In early ’87, Raitt finally entered a substance-abuse program. You can hear in her voice a profound relief mixed with guardedness when she speaks of it. ”You’re not supposed to talk much about these programs — that’s why they’re anonymous. But I needed to get back some self-respect. And it was as if, having taken that first step toward getting sober, I was rewarded. I got signed to Capitol and hooked up with Don Was and we made Nick of Time; then I met Michael and fell in love. Then the Grammys, and…” She takes a sip of cappuccino that’s getting cold. ”I know it sounds like a bad movie, but I’m really glad I decided to stick around and enjoy my life and the people around me.”
The people around Raitt include, most devotedly, her parents, with whom she has remained close throughout everything. They are divorced — her mother, Marjorie Haydock, lives in Connecticut, her father in Los Angeles. ”My dad is 74 and he’s out on the road, touring in Man of La Mancha. He does eight shows a week — it’s unbelievable!
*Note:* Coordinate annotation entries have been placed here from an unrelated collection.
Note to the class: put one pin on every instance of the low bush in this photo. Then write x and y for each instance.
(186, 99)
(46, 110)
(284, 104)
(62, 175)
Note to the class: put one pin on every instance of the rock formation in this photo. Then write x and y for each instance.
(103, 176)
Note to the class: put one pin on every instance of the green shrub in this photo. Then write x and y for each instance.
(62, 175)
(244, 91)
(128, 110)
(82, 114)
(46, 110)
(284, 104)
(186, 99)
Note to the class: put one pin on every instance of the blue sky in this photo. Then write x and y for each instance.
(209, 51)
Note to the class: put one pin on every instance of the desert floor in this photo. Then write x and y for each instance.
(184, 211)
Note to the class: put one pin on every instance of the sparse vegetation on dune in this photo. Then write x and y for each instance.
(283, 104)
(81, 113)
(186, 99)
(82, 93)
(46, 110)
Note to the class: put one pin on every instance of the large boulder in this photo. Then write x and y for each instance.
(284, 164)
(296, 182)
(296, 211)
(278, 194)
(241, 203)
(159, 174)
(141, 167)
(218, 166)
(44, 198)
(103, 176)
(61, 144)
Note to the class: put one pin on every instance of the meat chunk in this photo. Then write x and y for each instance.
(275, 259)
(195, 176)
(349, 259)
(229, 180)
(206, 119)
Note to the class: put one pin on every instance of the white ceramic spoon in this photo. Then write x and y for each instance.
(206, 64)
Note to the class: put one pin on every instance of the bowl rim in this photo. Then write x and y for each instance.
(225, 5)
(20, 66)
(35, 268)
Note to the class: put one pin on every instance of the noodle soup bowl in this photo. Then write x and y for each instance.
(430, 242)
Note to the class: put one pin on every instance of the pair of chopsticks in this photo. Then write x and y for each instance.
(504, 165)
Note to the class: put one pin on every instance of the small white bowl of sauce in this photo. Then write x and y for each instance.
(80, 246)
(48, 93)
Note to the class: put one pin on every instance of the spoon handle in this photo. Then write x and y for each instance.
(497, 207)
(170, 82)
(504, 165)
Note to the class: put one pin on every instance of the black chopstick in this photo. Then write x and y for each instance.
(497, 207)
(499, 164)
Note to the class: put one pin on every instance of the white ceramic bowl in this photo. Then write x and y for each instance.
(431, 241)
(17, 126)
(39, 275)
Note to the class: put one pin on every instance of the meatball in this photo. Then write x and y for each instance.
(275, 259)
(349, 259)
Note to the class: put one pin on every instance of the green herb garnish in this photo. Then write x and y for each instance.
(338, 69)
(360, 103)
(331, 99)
When we’re both in L.A., I go over to his house and swim in his pool while he jogs around it — and we sing Christmas carols to each other. Every time we do that, I wish I was videotaping it, because it’s such a crazy scene, but such a sweet one, too.” Father and daughter are considering doing a Broadway show together. ”The Double Raitts,” she laughs, ”wouldn’t that be great? I’ve talked with a Broadway production company and they think there’d be an audience for it. He’d sing some of my songs, I’d sing some of his, and we’d do a few duets.”
For now, though, there is the work of touring. Pushing aside her plate, Raitt lays her head on the table and emits a mock groan. ”Oh, it’s hard work!” Then her head pops up and she smiles. ”Before Nick of Time, I was bored with it, but not anymore, because after all those years of playing the same clubs in the same towns, I’m playing different halls — much bigger ones, with some new people in the audience who aren’t going to just be calling out for songs from my first album 20 years ago.” And, as always, Raitt tries to involve her audience with her political concerns. In a number of cities, as she has for many years, she will raise money for various left-liberal causes, ”especially abortion rights this time, that’s really the crucial issue out there right now.”
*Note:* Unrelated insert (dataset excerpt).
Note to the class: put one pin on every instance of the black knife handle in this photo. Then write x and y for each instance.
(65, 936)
For so socially involved a performer, it’s interesting that Raitt avoids sloganeering in her work. ”I can’t write songs about what’s wrong with a country that seems to lack compassion for pain and suffering,” she says. ”I’ve never written one that works as both a statement and a piece of music. Besides, I never really know what I’m going to end up with when I write — it’s kind of haphazard. Marriage is the same thing — I have no idea what I’m doing, and that’s what makes it so exhilarating.”
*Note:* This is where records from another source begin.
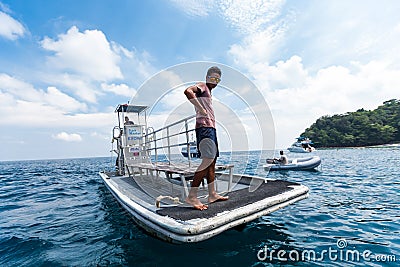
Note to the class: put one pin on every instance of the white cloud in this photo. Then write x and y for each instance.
(63, 136)
(22, 91)
(80, 86)
(196, 8)
(119, 89)
(249, 17)
(10, 28)
(86, 53)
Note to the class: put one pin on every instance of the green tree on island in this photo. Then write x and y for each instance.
(360, 128)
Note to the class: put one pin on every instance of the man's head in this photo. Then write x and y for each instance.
(213, 77)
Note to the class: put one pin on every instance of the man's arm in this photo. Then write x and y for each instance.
(190, 93)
Dinner is over, and Raitt goes over to compliment the pianist who has been playing discreetly dry versions of pop standards in the hotel bar. She introduces herself, but she needn’t have: ”I swear, I bought Luck of the Draw two days ago!” says the young fellow. As Raitt walks to the door, the pianist calls out, ”I’ll try playing ‘Nick of Time!”’
”Naw,” Raitt says over her shoulder, ”you’ll give yourself a hernia — it’s a real hard song to play on the piano. Stick to Cole Porter — he’s a better songwriter.”